Fourth, prepared statements should only be part of the internal implementation. If they're leaking out of your DAO, you're doing it wrong.
Fifth, passing a prepared statement out of the object makes responsibility for closing it and cleaning up far less clear. Your DAO will die a resource leak death in no time.
Here's an interface for a generic DAO. You'll notice that it's all CRUD operations, with no mention of connnections or any interfaces from java.sql package:
package persistence;
import java.io.Serializable;
import java.util.List;
public interface GenericDao<T, K extends Serializable>
{
T find(K id);
List<T> find();
List<T> find(T example);
List<T> find(String queryName, String [] paramNames, Object [] bindValues);
K save(T instance);
void update(T instance);
void delete(T instance);
}
You can go a long way with this. It's a better abstraction. The T
is your business object type, and K
is the primary key.
If getCon()
returns a new Connection
each time it is called, or returns a ThreadLocal
connection, then you are safe and there is no need to use synchronized
If you return the same connection to everyone you might still save in terms of synchronization, because there is no state in the connection that gets changed (in your current code). But you should avoid this practice. Consider a connection pool instead.
And a few notes on general design principles. DAOs form a separate layer. Each layer exists for a reason, not juts for the sake of having cool names. The DAO layer exists in order to abstract, or in other words - hide the database access from the services that use the DAO objects. In order to imagine it more clearly - the DAO has to be written in a way that if tomorrow you decide to switch from RDBMD storage (via JDBC) to XML storage, you should be able to do that by changing only the DAO objects and nothing else.
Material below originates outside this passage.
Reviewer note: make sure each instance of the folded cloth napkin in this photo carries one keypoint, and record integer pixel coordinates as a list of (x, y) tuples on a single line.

The JDBC Connection class is not guaranteed to be thread safe. If your Database.getInstance().getCon() method is always returning the same connection, then you will run into problems. If, however, it is using a pool such that each call to getInstance().getCon() returns a different connection you will be fine.
That said, if you are returning a different connection with each call to getCon() then the getPreparedStatement() won't work if you want two Prepared Statement calls to use the same connection (and same transaction).
I like Spring's JDBCTemplate class as a basis for my DAO classes.